I have never found a picture of my Pincombe grandparents together. As I shift through my memories though I recall my grandmother mentioning that Aunt Martha had a picture of them together but can not remember the context yet. Sometimes such memories come back to me whilst I sleep. Perhaps one of these days that will happen but in the meantime I have compared a number of pictures that I have and for sure the woman on the right in the picture is my grandmother and I know that the man on the left of the four people is my Uncle Frank (he was both my Uncle and my cousin because he married my grandmother's sister but was my grandfather's first cousin).
The picture carries the date 1918 (in pencil on the lower white portion of the picture). The wedding of Francis Richard Pincombe marrying Ada Gertrude Buller was 17 December 1918 (my Uncle Frank and Aunt Ada whom I knew well as a small child). They farmed the original homestead of the Pincombe family.
This digital frame is proving to be a very interesting genealogical tool. It has already brought back several good memories that I had forgotten with respect to William Blake at Eastontown.

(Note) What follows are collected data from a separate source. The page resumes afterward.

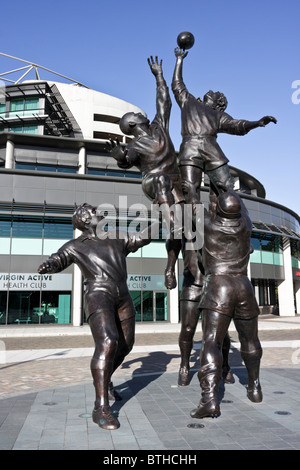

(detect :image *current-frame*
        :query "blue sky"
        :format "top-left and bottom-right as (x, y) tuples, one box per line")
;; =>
(0, 0), (299, 215)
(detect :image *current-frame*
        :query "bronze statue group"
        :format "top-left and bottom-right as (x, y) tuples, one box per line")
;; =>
(38, 46), (276, 430)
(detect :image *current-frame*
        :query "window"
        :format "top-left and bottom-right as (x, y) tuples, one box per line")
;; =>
(12, 216), (43, 238)
(9, 124), (38, 134)
(9, 97), (39, 118)
(87, 168), (141, 179)
(94, 114), (120, 124)
(93, 131), (124, 140)
(0, 103), (5, 116)
(250, 232), (283, 266)
(44, 218), (73, 239)
(5, 291), (71, 325)
(0, 216), (11, 237)
(0, 214), (73, 241)
(291, 239), (300, 268)
(15, 163), (77, 173)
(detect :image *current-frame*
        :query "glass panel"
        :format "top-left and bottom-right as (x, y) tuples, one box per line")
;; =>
(130, 291), (141, 322)
(12, 216), (43, 238)
(0, 216), (11, 237)
(250, 237), (261, 250)
(261, 239), (273, 252)
(24, 98), (39, 111)
(261, 251), (274, 264)
(44, 218), (73, 239)
(273, 253), (283, 266)
(10, 99), (23, 117)
(155, 292), (167, 321)
(9, 126), (22, 133)
(57, 167), (77, 173)
(6, 291), (71, 325)
(39, 292), (71, 324)
(142, 291), (153, 321)
(87, 169), (106, 176)
(250, 250), (261, 263)
(11, 238), (43, 255)
(0, 292), (7, 324)
(23, 125), (38, 134)
(142, 243), (167, 258)
(7, 291), (40, 324)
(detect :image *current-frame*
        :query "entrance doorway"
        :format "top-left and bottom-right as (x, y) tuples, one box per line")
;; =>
(130, 290), (168, 322)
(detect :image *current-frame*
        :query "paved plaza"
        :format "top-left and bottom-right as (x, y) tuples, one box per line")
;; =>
(0, 315), (299, 451)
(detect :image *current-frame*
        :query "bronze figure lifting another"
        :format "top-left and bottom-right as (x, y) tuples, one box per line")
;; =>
(190, 191), (263, 419)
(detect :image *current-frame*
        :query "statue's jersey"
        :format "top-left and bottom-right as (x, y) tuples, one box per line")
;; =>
(202, 210), (253, 276)
(172, 79), (250, 171)
(47, 232), (146, 285)
(126, 117), (178, 177)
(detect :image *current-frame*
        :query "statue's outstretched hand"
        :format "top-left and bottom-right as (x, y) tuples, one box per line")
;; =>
(38, 260), (55, 274)
(147, 56), (162, 76)
(258, 116), (277, 127)
(106, 138), (125, 162)
(174, 47), (188, 59)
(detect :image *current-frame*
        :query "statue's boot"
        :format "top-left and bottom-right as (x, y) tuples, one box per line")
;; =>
(91, 368), (120, 429)
(178, 340), (193, 386)
(190, 366), (221, 419)
(178, 366), (190, 386)
(241, 349), (263, 403)
(92, 405), (120, 430)
(222, 365), (235, 384)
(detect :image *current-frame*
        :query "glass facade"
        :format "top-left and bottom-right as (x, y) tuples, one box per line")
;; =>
(130, 290), (168, 322)
(87, 168), (141, 179)
(250, 232), (283, 265)
(9, 124), (39, 134)
(15, 163), (77, 173)
(9, 98), (40, 118)
(0, 214), (73, 325)
(252, 279), (278, 309)
(291, 239), (300, 268)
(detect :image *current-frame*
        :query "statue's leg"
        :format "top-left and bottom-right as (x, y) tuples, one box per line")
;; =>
(178, 299), (200, 385)
(88, 308), (120, 430)
(234, 316), (263, 402)
(109, 314), (135, 401)
(165, 238), (182, 289)
(206, 164), (234, 194)
(179, 165), (202, 243)
(190, 309), (231, 419)
(222, 331), (235, 384)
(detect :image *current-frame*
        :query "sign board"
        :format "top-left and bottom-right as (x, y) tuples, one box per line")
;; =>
(0, 273), (166, 292)
(0, 273), (72, 291)
(127, 274), (166, 291)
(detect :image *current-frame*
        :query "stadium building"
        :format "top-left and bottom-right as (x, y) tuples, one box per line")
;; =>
(0, 54), (299, 327)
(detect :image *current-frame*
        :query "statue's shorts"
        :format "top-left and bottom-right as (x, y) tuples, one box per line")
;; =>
(178, 135), (229, 172)
(199, 274), (260, 320)
(84, 281), (136, 322)
(180, 284), (203, 303)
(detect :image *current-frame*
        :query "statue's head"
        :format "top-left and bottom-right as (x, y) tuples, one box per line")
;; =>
(119, 112), (150, 135)
(203, 90), (228, 111)
(216, 191), (241, 219)
(72, 203), (99, 231)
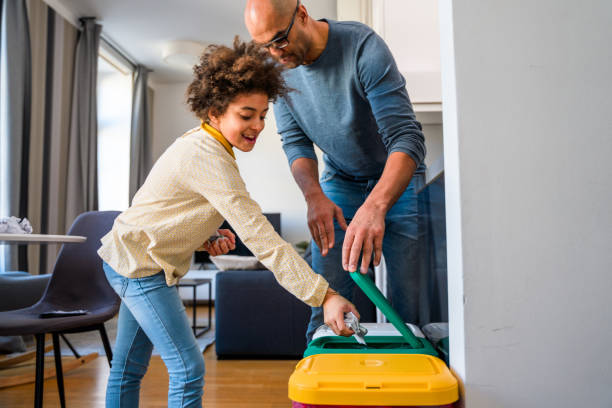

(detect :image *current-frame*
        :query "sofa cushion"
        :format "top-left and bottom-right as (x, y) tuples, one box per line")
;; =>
(215, 269), (311, 357)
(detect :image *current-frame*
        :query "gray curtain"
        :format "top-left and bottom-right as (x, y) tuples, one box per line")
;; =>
(38, 7), (77, 274)
(25, 0), (48, 275)
(65, 18), (101, 230)
(129, 65), (152, 202)
(0, 0), (32, 272)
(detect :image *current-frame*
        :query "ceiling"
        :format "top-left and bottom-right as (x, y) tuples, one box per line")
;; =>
(54, 0), (337, 84)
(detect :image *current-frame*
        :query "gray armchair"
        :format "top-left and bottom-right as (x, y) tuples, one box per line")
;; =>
(0, 271), (51, 353)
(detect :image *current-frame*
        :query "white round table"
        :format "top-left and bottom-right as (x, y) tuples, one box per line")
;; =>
(0, 234), (86, 244)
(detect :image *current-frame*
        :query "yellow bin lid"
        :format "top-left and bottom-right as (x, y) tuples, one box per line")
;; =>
(289, 353), (458, 406)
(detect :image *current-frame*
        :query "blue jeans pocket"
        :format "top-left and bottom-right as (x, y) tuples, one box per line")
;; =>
(103, 262), (129, 297)
(319, 168), (336, 184)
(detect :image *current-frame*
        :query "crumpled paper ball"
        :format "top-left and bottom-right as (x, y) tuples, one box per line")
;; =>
(0, 216), (33, 234)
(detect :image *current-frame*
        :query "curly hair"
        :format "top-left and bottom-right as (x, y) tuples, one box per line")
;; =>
(186, 37), (289, 121)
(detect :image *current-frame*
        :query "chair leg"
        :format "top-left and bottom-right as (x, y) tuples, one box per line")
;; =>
(34, 333), (45, 408)
(52, 333), (66, 408)
(60, 333), (81, 359)
(99, 324), (113, 367)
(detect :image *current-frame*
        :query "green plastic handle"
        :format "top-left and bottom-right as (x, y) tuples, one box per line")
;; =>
(350, 271), (422, 349)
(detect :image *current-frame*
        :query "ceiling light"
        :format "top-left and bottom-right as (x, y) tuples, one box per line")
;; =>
(162, 40), (207, 70)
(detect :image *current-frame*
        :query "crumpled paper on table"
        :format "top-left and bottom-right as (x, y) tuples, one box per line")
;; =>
(0, 216), (33, 234)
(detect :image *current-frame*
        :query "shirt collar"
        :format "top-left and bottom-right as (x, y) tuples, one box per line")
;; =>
(201, 122), (235, 160)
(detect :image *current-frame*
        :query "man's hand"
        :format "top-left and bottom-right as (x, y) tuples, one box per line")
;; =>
(200, 229), (236, 256)
(342, 202), (386, 274)
(322, 288), (360, 336)
(342, 152), (418, 273)
(306, 192), (348, 256)
(289, 158), (348, 256)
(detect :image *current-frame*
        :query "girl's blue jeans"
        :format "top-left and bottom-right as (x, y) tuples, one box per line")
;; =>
(103, 262), (205, 407)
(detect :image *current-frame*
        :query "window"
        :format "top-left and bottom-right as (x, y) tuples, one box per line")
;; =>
(0, 24), (7, 271)
(97, 46), (133, 211)
(0, 33), (7, 219)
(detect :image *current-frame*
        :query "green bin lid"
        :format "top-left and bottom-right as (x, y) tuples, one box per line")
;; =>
(350, 272), (422, 349)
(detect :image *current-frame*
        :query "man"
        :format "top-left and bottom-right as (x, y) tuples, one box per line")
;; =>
(245, 0), (426, 341)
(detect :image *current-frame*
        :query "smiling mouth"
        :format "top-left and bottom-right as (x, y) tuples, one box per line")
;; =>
(242, 134), (257, 143)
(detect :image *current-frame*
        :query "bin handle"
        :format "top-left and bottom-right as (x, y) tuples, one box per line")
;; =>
(350, 271), (423, 349)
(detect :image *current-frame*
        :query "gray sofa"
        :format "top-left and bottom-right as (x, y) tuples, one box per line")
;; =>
(206, 213), (376, 358)
(215, 268), (376, 358)
(0, 271), (51, 353)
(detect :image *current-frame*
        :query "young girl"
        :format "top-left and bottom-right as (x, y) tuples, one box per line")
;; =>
(98, 38), (358, 407)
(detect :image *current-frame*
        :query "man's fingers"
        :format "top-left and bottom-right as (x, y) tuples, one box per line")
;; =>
(373, 234), (383, 266)
(348, 233), (364, 272)
(317, 222), (329, 256)
(335, 206), (348, 231)
(360, 237), (373, 274)
(324, 218), (335, 250)
(342, 230), (355, 271)
(309, 223), (322, 251)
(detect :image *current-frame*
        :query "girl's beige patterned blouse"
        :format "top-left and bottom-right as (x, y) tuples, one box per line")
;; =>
(98, 125), (329, 307)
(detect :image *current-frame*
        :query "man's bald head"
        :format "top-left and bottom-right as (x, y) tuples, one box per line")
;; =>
(245, 0), (326, 68)
(269, 0), (296, 16)
(244, 0), (297, 44)
(245, 0), (295, 29)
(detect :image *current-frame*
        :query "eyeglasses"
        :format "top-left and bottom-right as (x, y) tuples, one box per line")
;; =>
(262, 0), (300, 50)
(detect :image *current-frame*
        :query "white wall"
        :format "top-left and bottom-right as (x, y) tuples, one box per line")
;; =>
(368, 0), (444, 171)
(303, 0), (337, 20)
(440, 0), (612, 406)
(150, 83), (194, 161)
(380, 0), (441, 103)
(151, 82), (315, 245)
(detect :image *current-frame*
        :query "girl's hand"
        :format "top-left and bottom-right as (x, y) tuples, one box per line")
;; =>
(322, 288), (360, 336)
(200, 229), (236, 256)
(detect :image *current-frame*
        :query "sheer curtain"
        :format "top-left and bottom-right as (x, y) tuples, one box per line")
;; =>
(0, 0), (31, 272)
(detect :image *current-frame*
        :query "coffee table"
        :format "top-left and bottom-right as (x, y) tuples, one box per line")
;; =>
(177, 278), (212, 337)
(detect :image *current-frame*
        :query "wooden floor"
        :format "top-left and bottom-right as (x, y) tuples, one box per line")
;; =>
(0, 307), (300, 407)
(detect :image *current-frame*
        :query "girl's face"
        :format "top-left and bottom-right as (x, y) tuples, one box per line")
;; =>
(208, 92), (269, 152)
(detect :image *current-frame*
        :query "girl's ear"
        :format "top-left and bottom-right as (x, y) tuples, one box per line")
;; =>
(207, 108), (220, 126)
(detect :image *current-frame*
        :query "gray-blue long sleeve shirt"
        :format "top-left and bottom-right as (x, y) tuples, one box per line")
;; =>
(273, 19), (426, 181)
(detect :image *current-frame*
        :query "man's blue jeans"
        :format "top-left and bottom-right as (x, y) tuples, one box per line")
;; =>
(103, 262), (205, 407)
(306, 169), (423, 342)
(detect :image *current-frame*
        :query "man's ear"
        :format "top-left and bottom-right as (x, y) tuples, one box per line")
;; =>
(298, 5), (308, 25)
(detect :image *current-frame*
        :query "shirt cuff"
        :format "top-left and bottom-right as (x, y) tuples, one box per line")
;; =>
(305, 275), (330, 307)
(388, 146), (425, 169)
(283, 144), (318, 168)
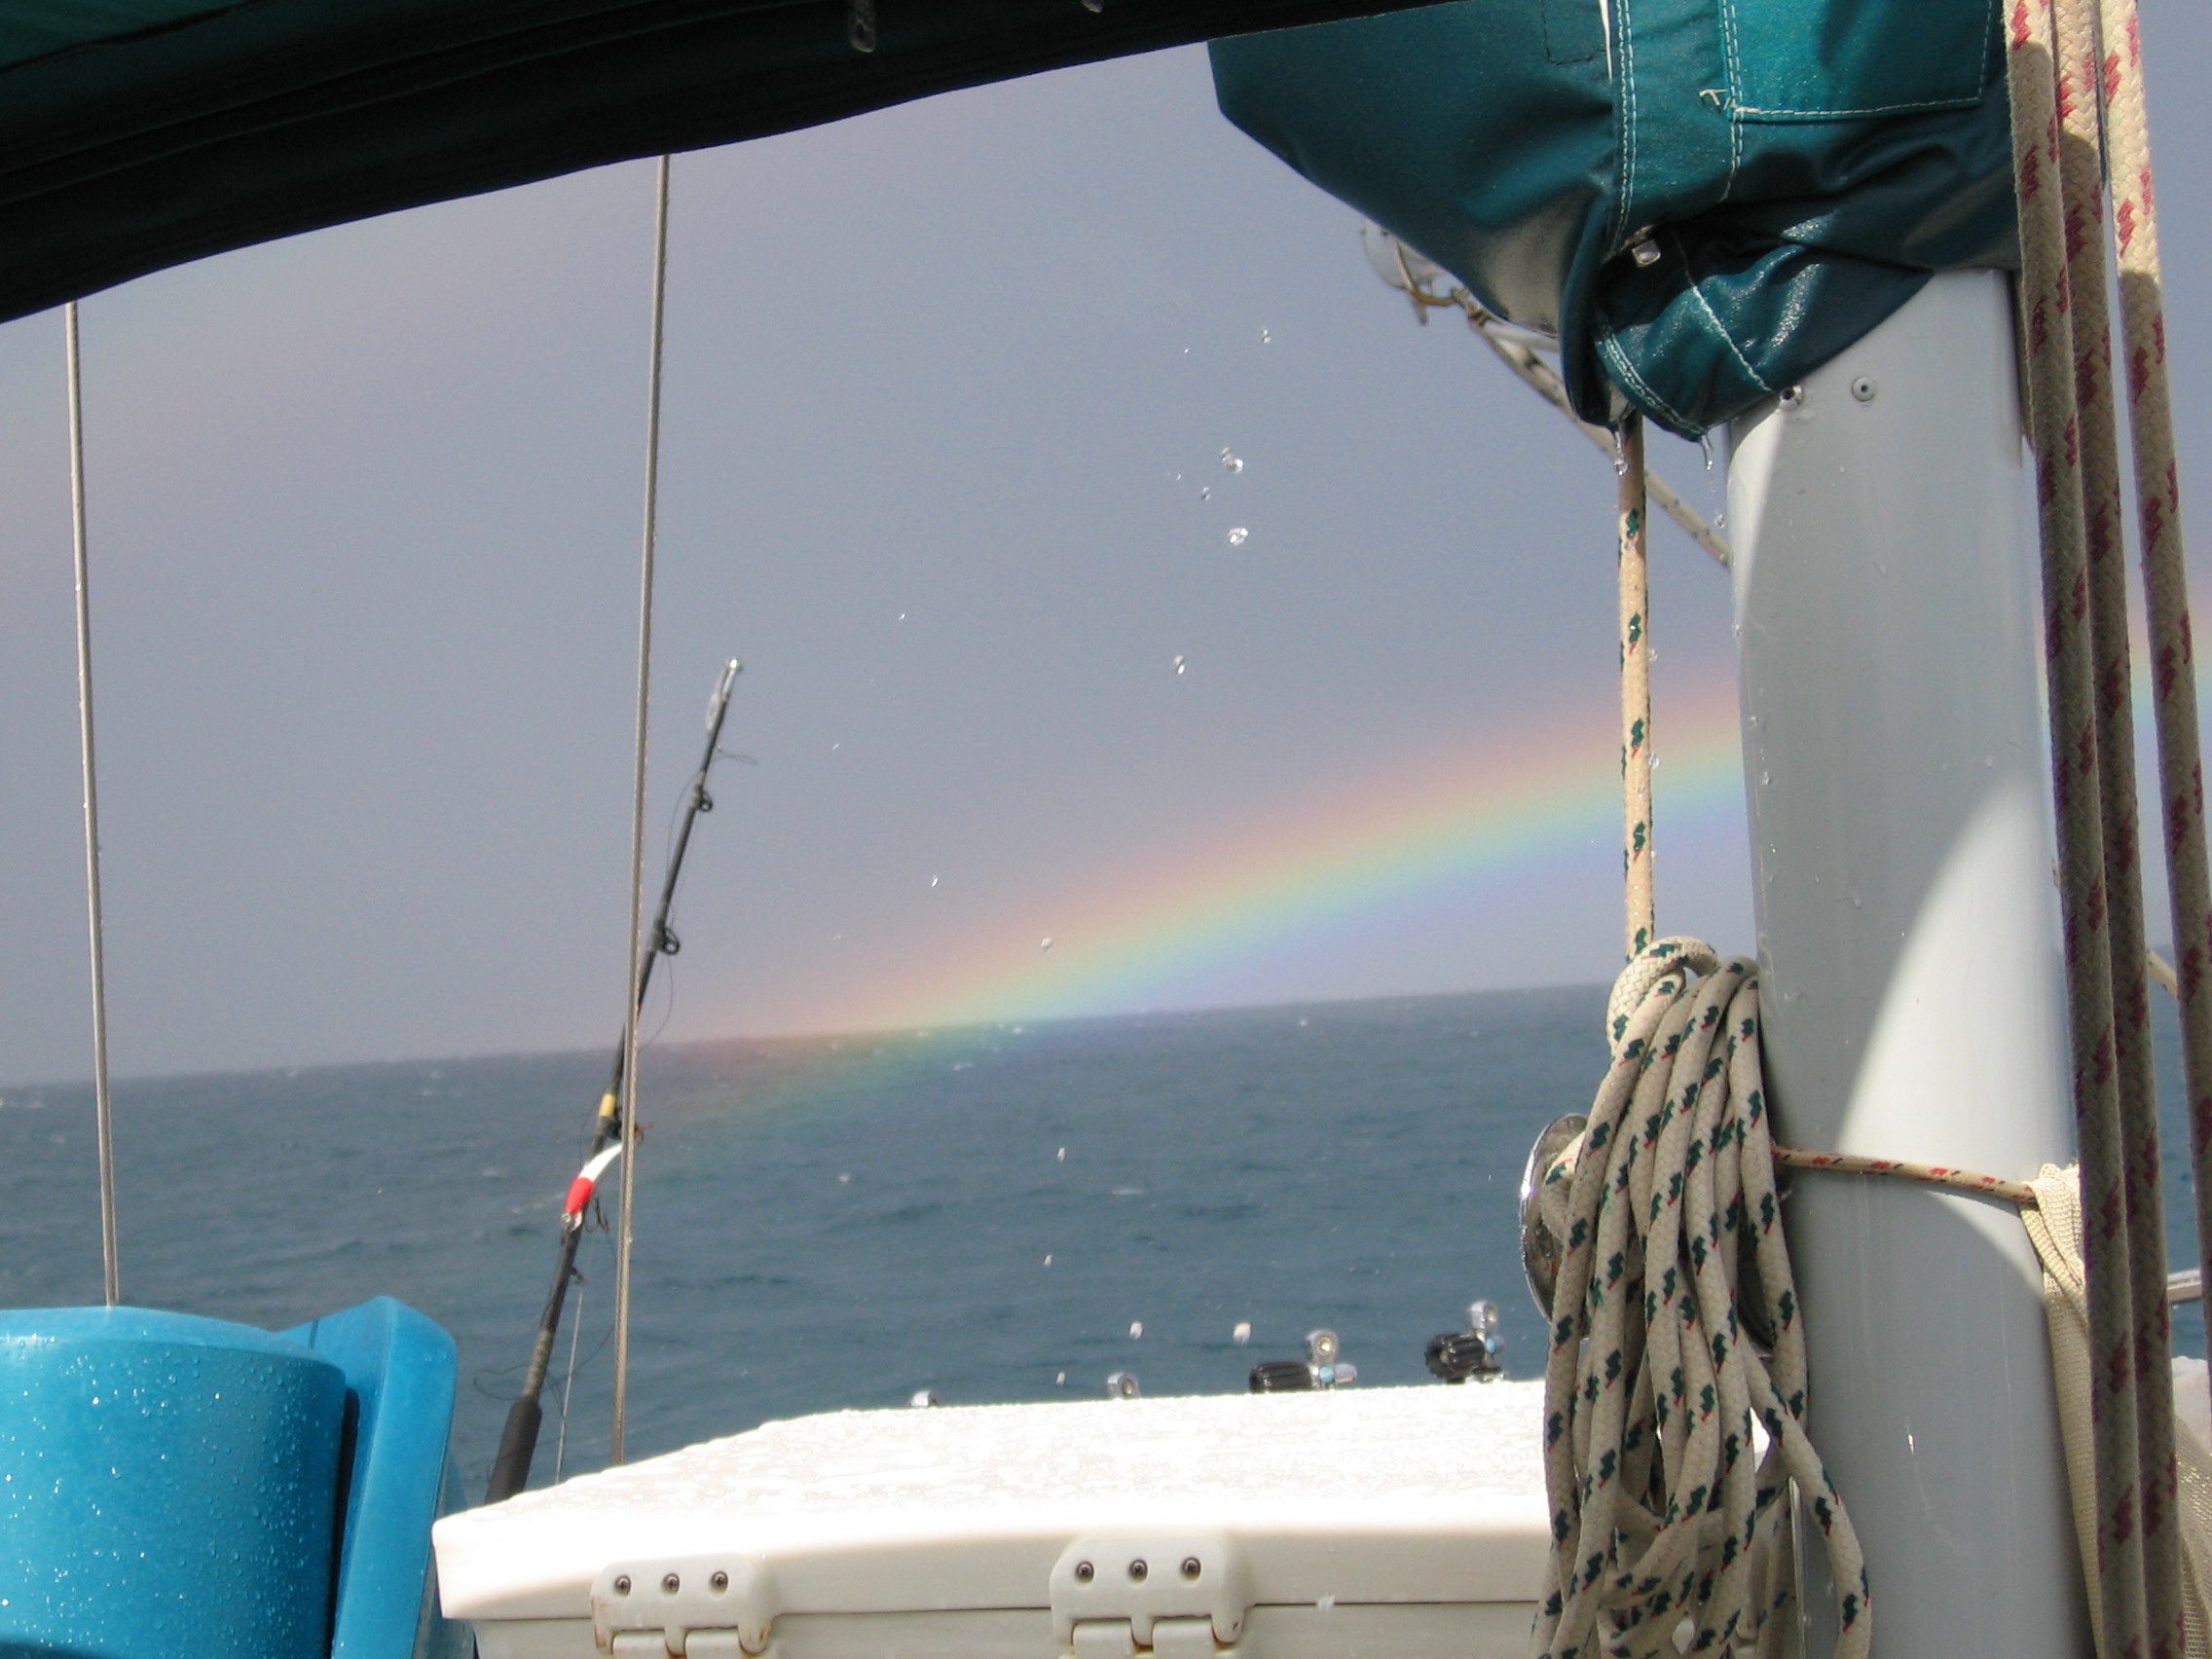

Interestingly the witnesses for the wedding were my Aunt May and my cousin David Henry Pincombe. David Henry Pincombe is quite distinctive - he was very very short (around five feet tall) and Aunt May, although she looked somewhat like my grandmother she had distinctive differences when I compared the pictures today. My grandfather is clean shaven which is deceptive and is wearing a business hat plus a tuxedo. However, the face is very reminiscent of younger pictures that I have of him. In this picture he is 46 years old and my grandmother is 32 years old. They had married 13 April 1913 so they have been married five and a half years and they have two children - my Uncle born in 1814 and my mother born in 1816. I shall check the pictures around this one carefully to see if there is a picture of my mother at two years of age. The wedding of my grandparents had been a small affair with just two witnesses.
I am continuing with the Andover Parish Registers and have now completed 8545 burials to mid February 1730. Sixteen years to go of burials and these are going faster as the priest is writing less down (no mention of buried in woollen) which is unfortunate as he was recording the "home" of the person being buried in terms of hamlet within Andover parish.
I found a Mary Baaks which I wonder about it being Mary Blake as this new priest is having trouble spelling the names for a couple of years. However, He names another Mary Blake but I believe she is the wife of John Blake as their last child was born in January 1730 and this Mary Blake is buried February 1730. Again the priest is not always writing that information down although does mention if the child is an infant. Sometimes he mentions if the burial is a widow or the wife of but not always.
If the earlier entry is Mary Blake buried November 1725 then Thomas the son of Thomas Blake and Mary Spring would have been only 16 years old. It might account for him being in Penton Mewsey where a Thomas Blake married Ann Carter in September 1728. Why would he be in Penton Mewsey? Well there were Blake families there and I haven't yet determined which Blake line they were. William Blake and Ann Hillier baptized their three children at Penton (John Blake father of Thomas' father was baptized at Penton). It is beginning to make sense that he could have gone to Penton Mewsey and married Ann Carter. Need just a little more proof to really feel that it is right. I may yet find it.